Some of you may not exactly want to read poems. And others of you have very little interest in ongoing updates on the details of my research into sustainability careers, any more than I really care about the job issues of the random IT people blogging their daily woes. But they say "write what you know" ... and I'd rather get your comments while it's raw, than after decisions have been made that might be awkward to reverse.

I have below two choices for you: one the thoughtful writings of a sustainability guy from Canada, the other some poetry I wrote in response.

I'm not including the poems as my entry here, because I don't have a lot of faith in my own ability to write good poetry while procrastinating on other commitments. Like, I was intending to go for a bike ride today, which was gorgeously sunny. And to finish and package and send those brush paintings, maybe finally go back to the aikido club here, plant my seedlings, or even accomplish something simple like laundry and dishwashing. And in the past few hours I've been consumed by a desire to go out for ice cream... and should also have been on my way to going to bed. All of which, I'm ignoring in order to read and write via glowing electronics.
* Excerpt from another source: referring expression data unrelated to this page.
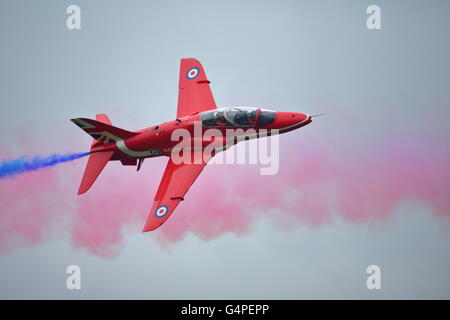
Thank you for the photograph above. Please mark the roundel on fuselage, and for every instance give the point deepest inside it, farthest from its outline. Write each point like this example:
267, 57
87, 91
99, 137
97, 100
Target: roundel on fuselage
192, 73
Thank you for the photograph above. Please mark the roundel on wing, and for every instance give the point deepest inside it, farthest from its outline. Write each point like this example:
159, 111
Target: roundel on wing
192, 73
161, 211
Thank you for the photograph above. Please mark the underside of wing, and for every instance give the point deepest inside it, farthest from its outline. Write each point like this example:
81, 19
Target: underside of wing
174, 184
194, 92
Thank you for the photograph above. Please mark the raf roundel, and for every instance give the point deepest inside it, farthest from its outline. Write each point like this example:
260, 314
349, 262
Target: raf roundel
161, 211
192, 73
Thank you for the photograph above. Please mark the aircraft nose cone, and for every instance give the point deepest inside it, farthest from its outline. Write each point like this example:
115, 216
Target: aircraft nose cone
292, 118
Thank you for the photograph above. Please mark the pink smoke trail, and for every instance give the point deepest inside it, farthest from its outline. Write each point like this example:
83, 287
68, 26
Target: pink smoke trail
316, 185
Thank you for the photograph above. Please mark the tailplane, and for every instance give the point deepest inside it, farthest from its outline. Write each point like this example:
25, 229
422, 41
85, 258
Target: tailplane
102, 131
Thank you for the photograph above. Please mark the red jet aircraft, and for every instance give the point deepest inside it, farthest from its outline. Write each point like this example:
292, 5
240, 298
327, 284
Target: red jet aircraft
195, 105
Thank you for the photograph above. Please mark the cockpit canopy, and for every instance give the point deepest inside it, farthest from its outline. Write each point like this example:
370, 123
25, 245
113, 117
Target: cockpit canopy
237, 117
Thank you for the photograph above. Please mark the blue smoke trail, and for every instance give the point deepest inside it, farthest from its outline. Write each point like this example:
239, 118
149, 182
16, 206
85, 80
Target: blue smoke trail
10, 168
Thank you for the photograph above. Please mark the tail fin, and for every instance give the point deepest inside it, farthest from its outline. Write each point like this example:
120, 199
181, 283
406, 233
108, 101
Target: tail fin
103, 132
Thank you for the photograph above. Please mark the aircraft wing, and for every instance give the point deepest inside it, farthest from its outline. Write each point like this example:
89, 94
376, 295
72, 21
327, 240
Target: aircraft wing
194, 93
174, 184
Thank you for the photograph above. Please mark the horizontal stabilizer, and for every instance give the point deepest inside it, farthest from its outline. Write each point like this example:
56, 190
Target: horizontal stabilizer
101, 131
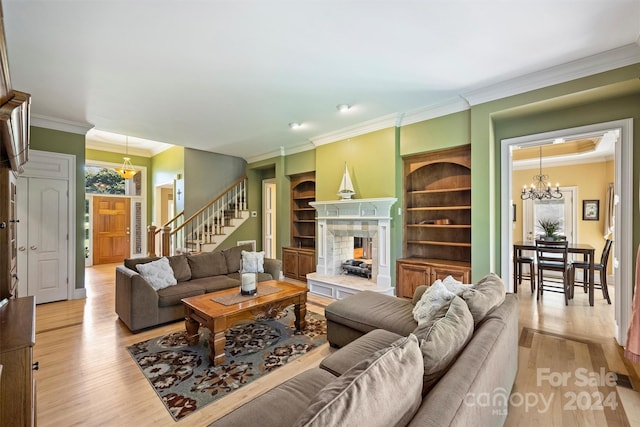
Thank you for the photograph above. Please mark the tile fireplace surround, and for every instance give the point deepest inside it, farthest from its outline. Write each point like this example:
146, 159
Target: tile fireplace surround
338, 222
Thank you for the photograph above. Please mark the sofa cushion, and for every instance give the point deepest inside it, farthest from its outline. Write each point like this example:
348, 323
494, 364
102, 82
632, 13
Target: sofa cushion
252, 262
260, 277
280, 406
442, 338
180, 267
434, 298
484, 296
172, 295
207, 264
341, 361
368, 310
368, 394
178, 263
215, 283
158, 273
233, 255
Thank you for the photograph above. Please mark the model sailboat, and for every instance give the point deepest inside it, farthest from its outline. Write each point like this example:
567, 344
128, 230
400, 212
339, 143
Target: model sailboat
346, 186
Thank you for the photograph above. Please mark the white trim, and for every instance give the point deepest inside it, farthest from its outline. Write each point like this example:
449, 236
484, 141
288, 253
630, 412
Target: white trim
624, 240
599, 63
60, 124
384, 122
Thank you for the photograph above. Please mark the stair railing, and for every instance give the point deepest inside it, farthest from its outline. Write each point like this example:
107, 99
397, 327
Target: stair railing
202, 227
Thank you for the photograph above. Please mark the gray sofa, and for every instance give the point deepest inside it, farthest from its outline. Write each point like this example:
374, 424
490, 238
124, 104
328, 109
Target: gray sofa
485, 367
139, 306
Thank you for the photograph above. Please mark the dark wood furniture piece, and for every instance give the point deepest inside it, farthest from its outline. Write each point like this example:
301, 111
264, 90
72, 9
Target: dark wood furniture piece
17, 385
521, 261
299, 258
587, 252
552, 255
436, 219
202, 310
600, 267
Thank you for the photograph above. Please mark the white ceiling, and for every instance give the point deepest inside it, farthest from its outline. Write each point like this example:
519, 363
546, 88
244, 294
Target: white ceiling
228, 76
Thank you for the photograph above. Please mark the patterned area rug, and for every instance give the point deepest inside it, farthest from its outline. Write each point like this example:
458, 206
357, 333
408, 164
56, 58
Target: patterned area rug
186, 381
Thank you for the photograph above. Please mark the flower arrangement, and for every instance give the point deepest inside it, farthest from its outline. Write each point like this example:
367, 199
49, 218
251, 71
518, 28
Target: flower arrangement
550, 227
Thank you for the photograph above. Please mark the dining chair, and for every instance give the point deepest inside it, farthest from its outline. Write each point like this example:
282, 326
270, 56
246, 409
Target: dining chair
601, 267
521, 261
553, 256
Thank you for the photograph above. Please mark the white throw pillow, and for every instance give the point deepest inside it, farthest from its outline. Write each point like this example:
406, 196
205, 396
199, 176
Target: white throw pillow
252, 262
435, 297
158, 274
455, 286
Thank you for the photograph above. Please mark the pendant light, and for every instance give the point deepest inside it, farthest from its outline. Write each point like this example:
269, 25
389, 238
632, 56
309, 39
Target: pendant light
126, 170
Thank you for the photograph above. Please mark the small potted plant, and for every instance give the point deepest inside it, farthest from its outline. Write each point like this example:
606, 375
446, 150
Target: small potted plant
550, 227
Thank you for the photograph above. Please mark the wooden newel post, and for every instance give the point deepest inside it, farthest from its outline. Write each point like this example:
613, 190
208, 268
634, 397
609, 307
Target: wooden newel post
166, 241
151, 240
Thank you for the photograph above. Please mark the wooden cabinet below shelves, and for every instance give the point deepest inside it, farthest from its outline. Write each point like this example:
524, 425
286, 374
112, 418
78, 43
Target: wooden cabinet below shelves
414, 272
17, 387
298, 262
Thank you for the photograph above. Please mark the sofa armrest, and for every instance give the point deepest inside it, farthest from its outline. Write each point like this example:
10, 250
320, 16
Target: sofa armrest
273, 267
136, 300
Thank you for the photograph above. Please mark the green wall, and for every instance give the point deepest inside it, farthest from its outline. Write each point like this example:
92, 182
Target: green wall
73, 144
370, 159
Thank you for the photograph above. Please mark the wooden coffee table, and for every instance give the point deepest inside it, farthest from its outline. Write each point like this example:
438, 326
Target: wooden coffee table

Hopefully, spending all evening on the computer instead will count as productive in the long run: "researching" and writing, two strong candidates for my future career. But I remain aware that these are functioning as an excuse to avoid going out into the world, rather than a driving force.

So, instead of obfuscatory blither, you get guilty blither.

Below are the two links, which you can choose at your pleasure:

The first is to the site I was reading this afternoon, a respectable forestry-sustainability guy from Canada (Patrick Moore) writing mostly what I consider to be good sense. E.g. If you cut down all the forests to plant hemp for paper, are you really saving the trees? And, If mining interests hire geologists and engineers to manage the earth-moving aspects of their operation, they ought to also hire (and listen to) public-participation facilitators and ecological experts to manage the local impacts of their proposals. A sensible, practical, insightful approach to problems that are being hyped or ignored by others.

Greenspirit.com

The Esoterica link is where to find my own poetry. the first four poems are new, in response to the above, and to some other stuff I've been exploring about natural cycles and social dynamics. Specifically, Panarchy (check the bibliography, it's a book associated with the Resilliance Alliance's work), and I crashed a City Repair meeting that touched on organization transitions.
Ideally, the poems distill something universal from the above. I'd love feedback, including a brief "crap/interesting/wow" response, or technical editing. Comment using the button on this page, or to the email address on that page, or anyway you care to reach me...

Poems: Esoterica

If you don't like science or poems, well, I guess you're just checking in to see that I'm alive.
Which I probably am.
(I'll be more certain after I get away from this glowing screen and unfreeze my joints!)